Microsoft introduces ‘LeMa’, a new approach to enhance AI problem solving
Microsoft’s ‘LeMa’ method mimics human learning from mistakes, enhancing AI reasoning. By having AI correct its own errors, it achieves outstanding results in math problem-solving, even surpassing specialized models.
In collaboration with Peking University and Xi’an Jiaotong University, Microsoft Research Asia has unveiled an innovative AI learning method called ‘LeMa,’ which emulates the problem-solving processes of humans. LeMa is based on the idea of learning from errors, similar to how humans refine their skills. Researchers applied this concept to large language models (LLMs) to enhance their ability to solve mathematical problems. The procedure involves creating imperfect reasoning paths for math questions, having GPT-4 recognise mistakes, elucidate them, and present corrected reasoning paths, and then fine-tuning the original models using this corrected information.

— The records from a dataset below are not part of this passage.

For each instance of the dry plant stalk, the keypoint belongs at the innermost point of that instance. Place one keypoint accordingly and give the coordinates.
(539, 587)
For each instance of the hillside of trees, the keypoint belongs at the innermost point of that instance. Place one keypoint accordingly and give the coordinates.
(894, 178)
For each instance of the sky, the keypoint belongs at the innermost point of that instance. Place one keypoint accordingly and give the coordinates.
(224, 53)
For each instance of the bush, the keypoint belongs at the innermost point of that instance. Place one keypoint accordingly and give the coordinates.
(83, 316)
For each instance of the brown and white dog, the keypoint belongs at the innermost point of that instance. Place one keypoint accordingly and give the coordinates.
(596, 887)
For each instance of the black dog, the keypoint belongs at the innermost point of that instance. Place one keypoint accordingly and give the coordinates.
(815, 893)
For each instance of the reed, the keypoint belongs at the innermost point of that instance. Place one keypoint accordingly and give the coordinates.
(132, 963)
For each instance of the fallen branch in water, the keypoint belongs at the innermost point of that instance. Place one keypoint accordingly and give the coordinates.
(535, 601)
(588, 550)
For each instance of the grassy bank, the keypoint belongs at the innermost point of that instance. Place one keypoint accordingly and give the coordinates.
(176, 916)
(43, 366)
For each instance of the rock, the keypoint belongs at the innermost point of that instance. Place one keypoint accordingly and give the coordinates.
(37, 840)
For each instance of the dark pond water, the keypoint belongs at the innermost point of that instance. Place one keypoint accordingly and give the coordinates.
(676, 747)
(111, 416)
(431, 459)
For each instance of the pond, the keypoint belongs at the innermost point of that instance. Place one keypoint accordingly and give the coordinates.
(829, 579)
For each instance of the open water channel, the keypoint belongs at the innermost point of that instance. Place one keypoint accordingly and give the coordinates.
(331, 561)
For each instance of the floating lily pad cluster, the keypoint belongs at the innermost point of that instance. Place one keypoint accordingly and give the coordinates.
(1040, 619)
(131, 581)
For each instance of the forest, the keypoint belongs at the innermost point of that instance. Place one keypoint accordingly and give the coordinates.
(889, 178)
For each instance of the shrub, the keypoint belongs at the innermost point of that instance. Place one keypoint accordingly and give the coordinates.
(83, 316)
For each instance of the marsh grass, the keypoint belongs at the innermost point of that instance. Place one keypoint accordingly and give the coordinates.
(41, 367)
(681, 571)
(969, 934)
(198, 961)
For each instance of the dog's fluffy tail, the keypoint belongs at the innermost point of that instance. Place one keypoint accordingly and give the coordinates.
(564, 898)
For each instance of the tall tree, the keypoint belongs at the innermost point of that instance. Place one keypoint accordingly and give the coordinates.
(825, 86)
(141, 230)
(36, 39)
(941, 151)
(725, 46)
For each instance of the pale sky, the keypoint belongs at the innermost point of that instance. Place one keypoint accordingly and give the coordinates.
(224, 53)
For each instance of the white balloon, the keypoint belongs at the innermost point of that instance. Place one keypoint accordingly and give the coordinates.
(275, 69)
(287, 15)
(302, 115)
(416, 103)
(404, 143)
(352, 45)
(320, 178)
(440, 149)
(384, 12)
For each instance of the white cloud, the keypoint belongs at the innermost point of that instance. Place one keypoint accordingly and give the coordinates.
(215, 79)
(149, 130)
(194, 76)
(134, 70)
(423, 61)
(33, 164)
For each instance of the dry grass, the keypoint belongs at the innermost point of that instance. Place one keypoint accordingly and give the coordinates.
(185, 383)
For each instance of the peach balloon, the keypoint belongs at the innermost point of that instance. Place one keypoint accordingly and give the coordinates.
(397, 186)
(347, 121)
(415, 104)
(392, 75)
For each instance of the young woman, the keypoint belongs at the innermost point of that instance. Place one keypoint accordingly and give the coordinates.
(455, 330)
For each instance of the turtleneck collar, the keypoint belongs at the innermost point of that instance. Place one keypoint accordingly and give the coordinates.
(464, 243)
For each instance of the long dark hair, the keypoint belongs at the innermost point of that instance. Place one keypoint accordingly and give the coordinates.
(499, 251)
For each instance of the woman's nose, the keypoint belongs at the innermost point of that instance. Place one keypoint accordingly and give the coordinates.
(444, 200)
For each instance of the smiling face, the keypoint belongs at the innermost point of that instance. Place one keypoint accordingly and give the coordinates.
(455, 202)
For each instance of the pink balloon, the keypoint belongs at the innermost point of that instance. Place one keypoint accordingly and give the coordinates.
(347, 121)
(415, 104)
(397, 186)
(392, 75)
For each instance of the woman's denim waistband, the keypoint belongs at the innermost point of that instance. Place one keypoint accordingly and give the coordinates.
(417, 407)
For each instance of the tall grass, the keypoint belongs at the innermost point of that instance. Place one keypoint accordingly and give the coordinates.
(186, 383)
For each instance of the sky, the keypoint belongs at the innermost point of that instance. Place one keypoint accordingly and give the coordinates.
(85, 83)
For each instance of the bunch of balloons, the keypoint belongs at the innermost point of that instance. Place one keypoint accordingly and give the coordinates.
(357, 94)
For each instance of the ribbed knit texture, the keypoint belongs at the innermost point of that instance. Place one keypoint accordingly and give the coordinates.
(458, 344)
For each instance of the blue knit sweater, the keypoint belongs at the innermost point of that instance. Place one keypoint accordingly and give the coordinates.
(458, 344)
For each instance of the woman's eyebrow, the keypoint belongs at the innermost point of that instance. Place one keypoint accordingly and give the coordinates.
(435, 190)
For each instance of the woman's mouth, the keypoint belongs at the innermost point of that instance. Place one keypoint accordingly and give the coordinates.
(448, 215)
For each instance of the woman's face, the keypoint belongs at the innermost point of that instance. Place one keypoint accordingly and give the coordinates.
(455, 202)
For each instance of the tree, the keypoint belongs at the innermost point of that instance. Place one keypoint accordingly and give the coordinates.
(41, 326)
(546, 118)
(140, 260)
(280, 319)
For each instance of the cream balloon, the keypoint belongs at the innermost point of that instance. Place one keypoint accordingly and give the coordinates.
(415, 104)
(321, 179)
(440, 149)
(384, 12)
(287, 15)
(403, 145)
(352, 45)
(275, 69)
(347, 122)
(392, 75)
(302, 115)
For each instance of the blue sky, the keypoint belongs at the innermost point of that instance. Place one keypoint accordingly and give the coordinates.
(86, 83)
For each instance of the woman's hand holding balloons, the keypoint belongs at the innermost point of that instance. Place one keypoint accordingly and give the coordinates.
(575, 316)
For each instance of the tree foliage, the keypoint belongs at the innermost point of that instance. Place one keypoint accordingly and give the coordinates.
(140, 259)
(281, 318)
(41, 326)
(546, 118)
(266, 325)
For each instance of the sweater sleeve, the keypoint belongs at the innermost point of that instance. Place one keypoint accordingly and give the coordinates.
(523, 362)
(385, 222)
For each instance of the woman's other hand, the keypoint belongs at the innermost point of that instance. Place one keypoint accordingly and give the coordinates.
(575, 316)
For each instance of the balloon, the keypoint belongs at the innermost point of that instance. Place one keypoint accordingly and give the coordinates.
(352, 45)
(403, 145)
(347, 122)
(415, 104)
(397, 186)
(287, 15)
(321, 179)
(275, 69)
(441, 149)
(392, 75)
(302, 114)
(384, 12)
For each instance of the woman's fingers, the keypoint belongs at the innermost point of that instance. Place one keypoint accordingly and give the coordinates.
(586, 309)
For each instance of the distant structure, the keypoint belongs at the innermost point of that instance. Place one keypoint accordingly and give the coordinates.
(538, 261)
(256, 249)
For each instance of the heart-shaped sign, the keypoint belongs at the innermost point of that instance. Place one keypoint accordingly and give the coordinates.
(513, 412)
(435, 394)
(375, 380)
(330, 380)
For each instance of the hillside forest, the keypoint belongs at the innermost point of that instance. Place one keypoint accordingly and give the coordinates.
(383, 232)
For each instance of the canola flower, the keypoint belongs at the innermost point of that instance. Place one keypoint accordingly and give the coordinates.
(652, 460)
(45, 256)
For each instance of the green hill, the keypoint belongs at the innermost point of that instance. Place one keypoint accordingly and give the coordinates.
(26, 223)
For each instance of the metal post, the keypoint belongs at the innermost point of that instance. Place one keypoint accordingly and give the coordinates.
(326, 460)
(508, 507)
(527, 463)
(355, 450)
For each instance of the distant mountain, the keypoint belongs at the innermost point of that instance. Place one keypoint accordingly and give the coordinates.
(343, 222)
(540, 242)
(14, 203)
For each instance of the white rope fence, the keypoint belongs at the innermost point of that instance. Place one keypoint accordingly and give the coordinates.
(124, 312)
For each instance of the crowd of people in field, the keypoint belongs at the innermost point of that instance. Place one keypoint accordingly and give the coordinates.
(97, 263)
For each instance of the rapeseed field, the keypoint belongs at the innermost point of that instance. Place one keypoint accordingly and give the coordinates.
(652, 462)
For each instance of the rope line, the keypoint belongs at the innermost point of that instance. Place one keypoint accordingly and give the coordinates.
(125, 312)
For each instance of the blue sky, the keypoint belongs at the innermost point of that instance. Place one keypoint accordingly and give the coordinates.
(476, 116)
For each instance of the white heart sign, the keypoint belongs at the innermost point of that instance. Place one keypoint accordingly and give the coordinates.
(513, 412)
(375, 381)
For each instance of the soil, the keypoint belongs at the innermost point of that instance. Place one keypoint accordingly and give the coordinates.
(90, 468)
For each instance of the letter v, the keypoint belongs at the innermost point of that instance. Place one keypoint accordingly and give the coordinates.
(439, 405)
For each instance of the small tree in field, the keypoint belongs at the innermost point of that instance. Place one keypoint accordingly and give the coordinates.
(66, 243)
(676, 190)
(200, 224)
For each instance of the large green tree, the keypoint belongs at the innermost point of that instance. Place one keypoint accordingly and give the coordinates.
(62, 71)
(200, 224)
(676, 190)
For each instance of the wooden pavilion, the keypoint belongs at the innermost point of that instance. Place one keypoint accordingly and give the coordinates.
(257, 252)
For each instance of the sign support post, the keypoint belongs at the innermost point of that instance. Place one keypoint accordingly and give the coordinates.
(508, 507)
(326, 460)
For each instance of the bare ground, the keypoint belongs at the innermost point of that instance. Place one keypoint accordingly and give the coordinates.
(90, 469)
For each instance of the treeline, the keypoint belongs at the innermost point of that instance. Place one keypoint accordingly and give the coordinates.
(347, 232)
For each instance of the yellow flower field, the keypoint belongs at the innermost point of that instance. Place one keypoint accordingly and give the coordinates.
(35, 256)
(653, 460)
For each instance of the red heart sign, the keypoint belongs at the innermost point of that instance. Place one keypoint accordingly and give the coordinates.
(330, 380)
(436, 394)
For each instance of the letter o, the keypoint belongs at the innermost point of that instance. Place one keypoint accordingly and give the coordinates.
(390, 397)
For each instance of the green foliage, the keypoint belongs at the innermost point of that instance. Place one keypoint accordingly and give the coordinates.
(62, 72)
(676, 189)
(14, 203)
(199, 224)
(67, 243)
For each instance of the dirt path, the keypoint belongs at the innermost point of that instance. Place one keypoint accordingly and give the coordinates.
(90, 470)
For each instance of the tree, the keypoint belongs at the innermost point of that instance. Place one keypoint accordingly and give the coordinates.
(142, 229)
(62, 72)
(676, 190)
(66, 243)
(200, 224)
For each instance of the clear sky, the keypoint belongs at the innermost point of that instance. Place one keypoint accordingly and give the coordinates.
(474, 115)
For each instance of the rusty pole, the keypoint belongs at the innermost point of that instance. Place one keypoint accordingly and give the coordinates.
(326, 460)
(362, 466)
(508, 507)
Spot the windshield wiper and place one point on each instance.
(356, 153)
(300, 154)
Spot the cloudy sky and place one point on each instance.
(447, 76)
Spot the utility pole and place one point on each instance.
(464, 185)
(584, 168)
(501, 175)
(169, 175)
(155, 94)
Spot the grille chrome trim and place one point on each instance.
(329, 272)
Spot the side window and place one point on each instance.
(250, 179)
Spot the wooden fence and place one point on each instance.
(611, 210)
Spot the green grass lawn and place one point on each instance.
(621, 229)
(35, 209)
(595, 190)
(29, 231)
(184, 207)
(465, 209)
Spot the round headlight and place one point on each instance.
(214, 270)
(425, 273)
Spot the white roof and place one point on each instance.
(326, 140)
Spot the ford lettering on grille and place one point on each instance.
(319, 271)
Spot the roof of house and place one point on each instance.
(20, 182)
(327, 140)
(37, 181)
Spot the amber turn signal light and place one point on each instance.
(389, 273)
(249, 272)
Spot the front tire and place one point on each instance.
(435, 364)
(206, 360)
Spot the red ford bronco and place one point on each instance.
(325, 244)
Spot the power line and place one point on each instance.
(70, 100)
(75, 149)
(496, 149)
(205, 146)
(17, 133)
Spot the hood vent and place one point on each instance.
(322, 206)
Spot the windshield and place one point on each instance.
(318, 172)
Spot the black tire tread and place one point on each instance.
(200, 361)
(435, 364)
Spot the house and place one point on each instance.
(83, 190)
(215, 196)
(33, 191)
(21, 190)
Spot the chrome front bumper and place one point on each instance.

LeMa consistently enhances the performance of various LLMs across mathematical reasoning tasks, surpassing existing standards. Even specialised LLMs like WizardMath and MetaMath reap benefits from LeMa, achieving notable accuracy on challenging datasets.
Why does this matter?
This advancement not only elevates AI reasoning capabilities but also signifies a transition toward AI systems that can learn and improve from their errors, akin to human learning. The open-source aspect of this research encourages further exploration, potentially leading to progress in machine learning. This development holds substantial implications, particularly in sectors like healthcare, finance, and autonomous vehicles, where error correction and continuous learning are pivotal, bringing AI closer to surpassing human abilities in intricate problem-solving tasks.